The brace was snug around his chest and had pads to protect the front and back of the cavity.
“It won't get in the way.”
“You want me to hug a medical brace? You think we can be intimate with that between us?”
“But my heart . . .” He trailed off and watched as her fingers began to undo the side straps.
“I am a doctor. I look after you. I want to make love with you, not with some piece of S-and-M equipment.”
With Minh in her nightgown before him, he raised his arms as she undid the brace and lifted it away. She dropped the brace on the floor and led him toward the window.
“Here.” Minh spread her hand and pressed it against the hole in his chest, where the moonlight had been shining through. “I will not let anything happen to the gizmo. But I need you to pay attention to me, not to what your heart is doing. It is a machine, Leon.
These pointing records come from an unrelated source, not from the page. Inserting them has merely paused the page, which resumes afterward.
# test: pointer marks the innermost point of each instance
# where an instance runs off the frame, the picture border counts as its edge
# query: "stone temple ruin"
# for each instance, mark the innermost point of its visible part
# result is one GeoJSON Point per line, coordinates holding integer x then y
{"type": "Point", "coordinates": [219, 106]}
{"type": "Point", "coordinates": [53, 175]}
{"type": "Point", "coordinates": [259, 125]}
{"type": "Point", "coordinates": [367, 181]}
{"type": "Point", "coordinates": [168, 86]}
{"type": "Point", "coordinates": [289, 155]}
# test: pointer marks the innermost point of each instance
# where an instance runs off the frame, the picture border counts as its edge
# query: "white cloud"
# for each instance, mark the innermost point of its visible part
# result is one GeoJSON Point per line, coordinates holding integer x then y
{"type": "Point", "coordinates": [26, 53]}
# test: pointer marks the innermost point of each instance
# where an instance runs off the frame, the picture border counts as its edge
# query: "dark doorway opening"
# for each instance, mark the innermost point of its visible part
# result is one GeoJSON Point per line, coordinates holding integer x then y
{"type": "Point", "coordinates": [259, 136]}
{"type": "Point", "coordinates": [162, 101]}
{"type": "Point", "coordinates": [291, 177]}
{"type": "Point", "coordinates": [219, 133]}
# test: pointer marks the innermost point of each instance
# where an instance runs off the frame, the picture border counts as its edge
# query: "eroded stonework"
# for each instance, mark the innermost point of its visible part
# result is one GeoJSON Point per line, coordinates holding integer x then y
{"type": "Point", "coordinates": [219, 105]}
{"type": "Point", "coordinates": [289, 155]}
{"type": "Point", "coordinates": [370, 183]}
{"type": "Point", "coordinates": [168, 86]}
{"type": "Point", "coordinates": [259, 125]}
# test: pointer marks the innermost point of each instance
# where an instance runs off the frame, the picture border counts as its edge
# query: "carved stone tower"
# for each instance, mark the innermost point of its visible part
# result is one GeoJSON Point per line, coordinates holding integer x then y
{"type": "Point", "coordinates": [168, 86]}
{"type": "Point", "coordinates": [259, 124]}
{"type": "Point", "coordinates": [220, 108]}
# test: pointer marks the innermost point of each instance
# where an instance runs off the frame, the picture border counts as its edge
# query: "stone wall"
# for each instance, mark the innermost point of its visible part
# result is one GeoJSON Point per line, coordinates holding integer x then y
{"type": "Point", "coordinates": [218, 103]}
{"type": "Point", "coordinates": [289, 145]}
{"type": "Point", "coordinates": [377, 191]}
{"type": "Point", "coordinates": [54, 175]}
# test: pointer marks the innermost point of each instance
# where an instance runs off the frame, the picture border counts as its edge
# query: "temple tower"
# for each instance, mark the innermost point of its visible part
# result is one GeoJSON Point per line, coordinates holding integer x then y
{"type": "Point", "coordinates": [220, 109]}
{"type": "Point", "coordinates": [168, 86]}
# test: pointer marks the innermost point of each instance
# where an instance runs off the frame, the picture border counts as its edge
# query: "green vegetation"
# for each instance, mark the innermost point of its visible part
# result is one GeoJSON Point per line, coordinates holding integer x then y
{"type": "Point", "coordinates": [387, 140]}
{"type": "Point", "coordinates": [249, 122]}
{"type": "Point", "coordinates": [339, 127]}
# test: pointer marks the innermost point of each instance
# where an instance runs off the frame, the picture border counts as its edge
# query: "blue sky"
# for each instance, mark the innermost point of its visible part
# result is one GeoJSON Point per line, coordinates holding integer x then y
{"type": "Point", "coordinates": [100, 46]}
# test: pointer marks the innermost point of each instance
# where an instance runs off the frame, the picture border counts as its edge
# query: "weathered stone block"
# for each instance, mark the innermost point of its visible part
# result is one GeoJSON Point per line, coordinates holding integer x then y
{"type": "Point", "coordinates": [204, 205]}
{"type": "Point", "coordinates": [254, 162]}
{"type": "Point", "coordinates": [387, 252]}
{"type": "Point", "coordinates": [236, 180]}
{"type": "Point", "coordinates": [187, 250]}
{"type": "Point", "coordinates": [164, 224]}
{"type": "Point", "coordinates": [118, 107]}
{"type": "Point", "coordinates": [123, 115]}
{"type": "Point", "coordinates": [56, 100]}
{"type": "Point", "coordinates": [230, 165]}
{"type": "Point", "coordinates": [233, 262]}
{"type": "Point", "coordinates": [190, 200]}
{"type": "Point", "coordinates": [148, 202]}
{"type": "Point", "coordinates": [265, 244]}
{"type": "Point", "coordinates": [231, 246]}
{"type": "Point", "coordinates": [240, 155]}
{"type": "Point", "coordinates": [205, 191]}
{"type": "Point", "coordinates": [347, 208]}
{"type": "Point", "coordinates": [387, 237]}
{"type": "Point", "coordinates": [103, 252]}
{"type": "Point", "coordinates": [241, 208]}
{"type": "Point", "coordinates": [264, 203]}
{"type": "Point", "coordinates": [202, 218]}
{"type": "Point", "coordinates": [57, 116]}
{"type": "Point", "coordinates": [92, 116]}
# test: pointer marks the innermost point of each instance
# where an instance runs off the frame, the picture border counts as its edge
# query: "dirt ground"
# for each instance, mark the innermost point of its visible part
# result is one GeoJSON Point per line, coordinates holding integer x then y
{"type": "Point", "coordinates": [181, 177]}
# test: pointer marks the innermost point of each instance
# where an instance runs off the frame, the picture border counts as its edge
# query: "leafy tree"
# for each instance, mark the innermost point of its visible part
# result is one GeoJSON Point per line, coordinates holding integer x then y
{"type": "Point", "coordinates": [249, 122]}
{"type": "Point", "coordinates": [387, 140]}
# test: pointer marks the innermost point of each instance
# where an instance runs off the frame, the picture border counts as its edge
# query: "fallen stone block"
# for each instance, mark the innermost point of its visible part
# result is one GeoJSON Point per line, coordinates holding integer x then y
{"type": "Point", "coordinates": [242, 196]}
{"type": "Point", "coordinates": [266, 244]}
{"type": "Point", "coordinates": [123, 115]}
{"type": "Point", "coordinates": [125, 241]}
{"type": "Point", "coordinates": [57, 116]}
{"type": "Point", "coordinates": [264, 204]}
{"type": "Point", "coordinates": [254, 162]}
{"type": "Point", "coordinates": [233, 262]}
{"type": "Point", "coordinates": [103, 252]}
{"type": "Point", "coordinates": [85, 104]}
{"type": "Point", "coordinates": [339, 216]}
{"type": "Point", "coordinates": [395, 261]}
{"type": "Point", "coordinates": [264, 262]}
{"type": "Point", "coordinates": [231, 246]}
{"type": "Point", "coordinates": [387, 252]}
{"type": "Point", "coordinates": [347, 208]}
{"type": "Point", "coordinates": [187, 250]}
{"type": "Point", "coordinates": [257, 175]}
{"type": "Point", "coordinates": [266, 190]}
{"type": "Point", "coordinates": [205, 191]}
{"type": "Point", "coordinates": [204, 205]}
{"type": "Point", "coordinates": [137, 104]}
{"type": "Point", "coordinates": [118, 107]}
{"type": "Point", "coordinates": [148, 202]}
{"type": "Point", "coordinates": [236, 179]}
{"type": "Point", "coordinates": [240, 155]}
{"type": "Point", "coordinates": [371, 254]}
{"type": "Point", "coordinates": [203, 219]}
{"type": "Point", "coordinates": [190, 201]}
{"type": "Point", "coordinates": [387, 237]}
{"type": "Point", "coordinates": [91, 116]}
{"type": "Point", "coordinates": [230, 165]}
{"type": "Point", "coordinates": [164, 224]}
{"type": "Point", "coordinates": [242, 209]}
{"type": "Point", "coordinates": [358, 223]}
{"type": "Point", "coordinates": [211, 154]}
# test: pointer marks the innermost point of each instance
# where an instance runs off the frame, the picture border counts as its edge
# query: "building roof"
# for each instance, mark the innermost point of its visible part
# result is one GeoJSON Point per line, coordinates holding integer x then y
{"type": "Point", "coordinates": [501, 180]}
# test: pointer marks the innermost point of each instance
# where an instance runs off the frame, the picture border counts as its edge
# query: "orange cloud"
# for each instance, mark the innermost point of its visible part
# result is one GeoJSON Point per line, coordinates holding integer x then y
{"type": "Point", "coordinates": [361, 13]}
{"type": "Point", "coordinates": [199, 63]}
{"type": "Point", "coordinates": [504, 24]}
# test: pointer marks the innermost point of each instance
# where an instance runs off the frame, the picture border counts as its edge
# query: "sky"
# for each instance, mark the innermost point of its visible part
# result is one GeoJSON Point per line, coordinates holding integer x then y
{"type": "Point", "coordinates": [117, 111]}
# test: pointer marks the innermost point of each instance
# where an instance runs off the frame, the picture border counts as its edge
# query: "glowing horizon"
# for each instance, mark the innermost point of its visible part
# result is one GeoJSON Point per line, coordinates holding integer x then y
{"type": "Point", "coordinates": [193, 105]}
It is not you.”
He had put his arms around her and absorbed the warmth of her body, the transfer of her energy into his own flesh.
Now he stood strapped into his leather brace before her on his way to the gym. Minh picked at her nails as she spoke.
“It's hard for me to say this, Leon, but I can't see the point in being together.”
Leon shook his head, confused. What was she saying? “We love each other. We're together because we love each other.”
“That's what I used to think was enough. But you know what? It's been almost a year and I don't know you any better than when we married. I shouldn't have said yes to such a quick wedding.”
“You do,” he said without thinking. “You know me better than anyone.”
“No, I understood for sure when I read what you wrote to Susan. I don't know you, and you don't know me. We're not getting closer, we're running on a parallel track. I am your wife. You sleep with me every night. We spend most days together. How is it that a letter to a stranger reveals more about you than I have learned in a year? I think the only way you can know someone is through a screen or a speaker. You mediate your whole life so that you will never actually have to reveal yourself. I thought you were coming into the world more, Leon. So wrong. And you know what else? I wonder if you only married me because I'm a doctor. Your very own live-in doctor.”